Chromosome[2] = [10;04;13;14] Chromosome[3] = [12;05;23;08] Chromosome[4] = [20;05;17;01] Chromosome[5] = [10;04;13;14] Chromosome[6] = [20;01;10;06] In this example, we use one-cut point, i.e. randomly select a position in the parent chromosome then exchanging sub-chromosome. Parent chromosome which will mate is randomly selected and the number of mate Chromosomes is controlled using crossover_rate (ρc) parameters. For random number R above, parents are Chromosome[1], Chromosome[4] and Chromosome[5] will be selected for crossover. Chromosome[1] >< Chromosome[4] Chromosome[4] >< Chromosome[5] Chromosome[5] >< Chromosome[1] After chromosome selection, the next process is determining the position of the crossover point. This is done by generating random numbers between 1 to (length of Chromosome – 1). In this case, generated random numbers should be between 1 and 3. After we get the crossover point, parents Chromosome will be cut at crossover point and its gens will be interchanged. For example, we generated 3 random number and we get: C[1] = 1 C[2] = 1 C[3] = 2 Then for first crossover, second crossover and third crossover, parent’s gens will be cut at gen number 1, gen number 1 and gen number 3 respectively, e.g. Chromosome[1] = Chromosome[1] >< Chromosome[4] = [02;21;18;03] >< [20;05;17;01] = [02;05;17;01] Chromosome[4] = Chromosome[4] >< Chromosome[5]
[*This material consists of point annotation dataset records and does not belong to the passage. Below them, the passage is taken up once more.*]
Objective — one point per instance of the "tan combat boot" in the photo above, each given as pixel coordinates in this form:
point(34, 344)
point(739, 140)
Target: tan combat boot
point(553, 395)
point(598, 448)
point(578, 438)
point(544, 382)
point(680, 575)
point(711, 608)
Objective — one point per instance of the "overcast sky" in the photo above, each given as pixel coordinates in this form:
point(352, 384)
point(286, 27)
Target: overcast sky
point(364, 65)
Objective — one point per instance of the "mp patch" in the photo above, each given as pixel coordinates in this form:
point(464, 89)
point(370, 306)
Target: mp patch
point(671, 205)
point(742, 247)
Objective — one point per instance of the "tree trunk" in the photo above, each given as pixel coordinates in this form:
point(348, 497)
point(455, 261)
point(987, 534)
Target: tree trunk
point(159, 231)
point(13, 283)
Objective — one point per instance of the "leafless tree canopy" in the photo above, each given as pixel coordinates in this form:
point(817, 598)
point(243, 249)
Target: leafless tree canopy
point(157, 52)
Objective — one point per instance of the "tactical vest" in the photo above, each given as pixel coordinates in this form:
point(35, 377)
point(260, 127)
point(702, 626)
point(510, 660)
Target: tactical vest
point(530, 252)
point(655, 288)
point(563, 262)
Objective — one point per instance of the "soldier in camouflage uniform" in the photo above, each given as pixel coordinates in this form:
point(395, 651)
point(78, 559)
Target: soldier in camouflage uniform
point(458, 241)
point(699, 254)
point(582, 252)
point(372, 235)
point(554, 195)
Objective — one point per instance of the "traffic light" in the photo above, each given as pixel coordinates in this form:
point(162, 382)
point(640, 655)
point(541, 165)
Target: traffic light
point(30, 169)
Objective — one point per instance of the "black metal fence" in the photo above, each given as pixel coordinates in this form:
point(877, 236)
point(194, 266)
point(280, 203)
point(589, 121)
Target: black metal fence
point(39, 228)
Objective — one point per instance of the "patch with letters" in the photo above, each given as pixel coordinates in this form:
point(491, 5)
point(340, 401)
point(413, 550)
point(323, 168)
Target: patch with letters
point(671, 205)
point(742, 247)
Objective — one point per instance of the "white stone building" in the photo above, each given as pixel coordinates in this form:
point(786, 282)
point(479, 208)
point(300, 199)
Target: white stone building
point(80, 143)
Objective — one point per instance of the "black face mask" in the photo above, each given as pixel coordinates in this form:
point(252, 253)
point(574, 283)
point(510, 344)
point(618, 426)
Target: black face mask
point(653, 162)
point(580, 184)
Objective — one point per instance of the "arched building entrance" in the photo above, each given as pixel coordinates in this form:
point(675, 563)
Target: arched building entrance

= [20;05;17;01] >< [10;04;13;14]

= [20;04;13;14]

Chromosome[5] = Chromosome[5] >< Chromosome[1] = [10;04;13;14] >< [02;21;18;03] = [10;04;18;03] Thus, Chromosome population after experiencing a crossover process: Chromosome[1] = [02;05;17;01] Chromosome[2] = [10;04;13;14] Chromosome[3] = [12;05;23;08] Chromosome[4] = [20;04;13;14] Chromosome[5] = [10;04;18;03] Chromosome[6] = [20;01;10;06] Step 5. Mutation Number of chromosomes that have mutations in a population is determined by the mutation_rate parameter. Mutation process is done by replacing the gen at random position with a new value. The process is as follows. First, we must calculate the total length of gen in the population. In this case the total length of gen is total_gen = number_of_gen_in_Chromosome * number of populations = 4 * 6 = 24 Mutation process is done by generating a random integer between 1 and total_gen (1 to 24). If generated random number is smaller than mutation_rate(ρm) variable then marked the position of gen in chromosomes. Suppose we define ρm 10%, it is expected that 10% (0.1) of total_gen in the population that will be mutated: number of mutations = 0.1 * 24 = 2.4 ≈ 2 Suppose generation of random number yield 12 and 18 then the chromosome which have mutation are Chromosome number 3 gen number 4 and Chromosome 5 gen number 2. The value of mutated gens at mutation point is replaced by random number between 0-30. Suppose generated random number are 2 and 5 then Chromosome composition after mutation are:

Chromosome[5] = [10;05;18;03] Chromosome[6] = [20;01;10;06] These new Chromosomes will undergo the same process as the previous generation of Chromosomes such as evaluation, selection, crossover and mutation and at the end it produces new generation of Chromosome for the next iteration. This process will be repeated until a predetermined number of generations. For this example, after running 50 generations, best chromosome is obtained: Chromosome = [07; 05; 03; 01] This means that: a = 7, b = 5, c = 3, d = 1 If we use the number in the problem equation: a + 2b + 3c + 4d = 30 7 + (2 * 5) + (3 * 3) + (4 * 1) = 30 We can see that the value of variable a, b, c and d generated by genetic algorithm can satisfy that equality.